Ключевым персонажем созданного Грином мира становится особый романтический герой. Появившись в ранних рассказах, наиболее полного своего воплощения он достигает в романном творчестве автора. Исследуя разные типы и варианты характера романтического героя, А. Грин обращается к персонажам, воплощающим абсолютное зло, которых оценивает с общечеловеческих, глубоко нравственных позиций. Своеобразной кульминацией такого образного ряда является фашиствующий молодчик Блюм из рассказа «Трагедия плоскогорья Суан». Опыт работы в эсеровских кружках, хорошее знание людей и тонкое чутье художника помогают создать фигуру запоминающуюся и жуткую. Представители эсеровского движения Хейль и Фирс используют в своих целях сбежавшего из тюрьмы уголовника Блюма. Они уверены, что руководят им, но на самом деле Блюм, который понимает и презирает их тактику террора, станет тем, кто уничтожит их самих. Высокие слова о «спаянности общим доверием» ничего не говорят Блюму, но помогают найти внешнее оправдание убийству и уничтожению жизни. Из профессионального убийцы он превращается в идеолога убийства: «Следует убивать всех, которые веселы от рождения... Все, которые имеют зацепку в жизни, должны быть убиты» [5. Т. 1. С. 436]. И первой жертвой становится Хейль, которому Блюм, «немного смущённый непривычным для него актом» [там же], читает свое сочинение. Блюм не испытывает ненависти к Хейлю, но тот по неосторожности выдаёт свою «зацепку» за жизнь и должен быть убит. Тинг и Ассунта вызывают ненависть Блюма тем, что живут в другом мире и по другим законам. А. Грин психологически точен, он показывает, как страх, который испытывает Блюм, переходит в ярость и рождает тотальную ненависть у героя. Блюм ненавидит всё, что имеет отношение к жизни. Он мечтает о тех временах, когда люди выжгут леса, так как природа лжёт. «Циническими ругательствами» сопровождает он подслушанные стихи Тинга, создаёт абсолютного злодея, ненавидящего жизнь, страстного и постоянного в своей ненависти, убеждённого в своей безнаказанности, так как он изучил людей и считает, что Тинг не сможет его убить. Только в основе характера героя не высокое зло, а торжествующая пошлость. Именно так понимал и разоблачал зло Ф. Достоевский в «Бесах». Блюм сродни и Петру Верховенскому, и капитану Лебядкину, и Федьке Каторжному. Родной брат его — Шариков из повести М. Булгакова «Собачье сердце».

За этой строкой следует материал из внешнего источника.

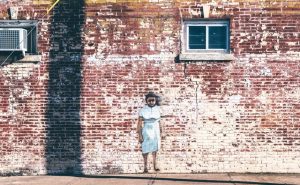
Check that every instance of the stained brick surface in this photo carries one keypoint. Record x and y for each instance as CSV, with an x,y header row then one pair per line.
x,y
76,110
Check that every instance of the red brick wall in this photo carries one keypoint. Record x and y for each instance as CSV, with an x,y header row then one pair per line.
x,y
76,110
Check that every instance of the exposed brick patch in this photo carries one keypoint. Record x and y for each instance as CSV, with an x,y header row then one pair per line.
x,y
237,116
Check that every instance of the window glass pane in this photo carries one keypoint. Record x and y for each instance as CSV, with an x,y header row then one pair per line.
x,y
197,37
217,37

Реализуя в своем творчестве структурный модус бинарной системы, характерный именно для романтического сознания, А. Грин создаёт образ человека, отпавшего от человечества, находящего удовольствие в насилии и смерти, то есть человека, достигшего предельной степени зла. Культурная традиция русского романа XIX века предполагала переход героя к добру через духовное падение, великий грех, затем постепенное восхождение. Сюжет о «великом грешнике» находит свою реализацию в творчестве Гоголя, Некрасова, Достоевского. Такое развитие бинарной системы нехарактерно для А. Грина. Ненавидящий саму жизнь Блюм должен быть уничтожен, и эту задачу выполняет Тинг. Точно так же, повинуясь импульсу, стреляет в окно охотник, когда видит издевательства человека над маленьким куликом (рассказ «Окно в лесу»). Убийство может быть прекращено только убийством — таково мнение самого А. Грина и его героев.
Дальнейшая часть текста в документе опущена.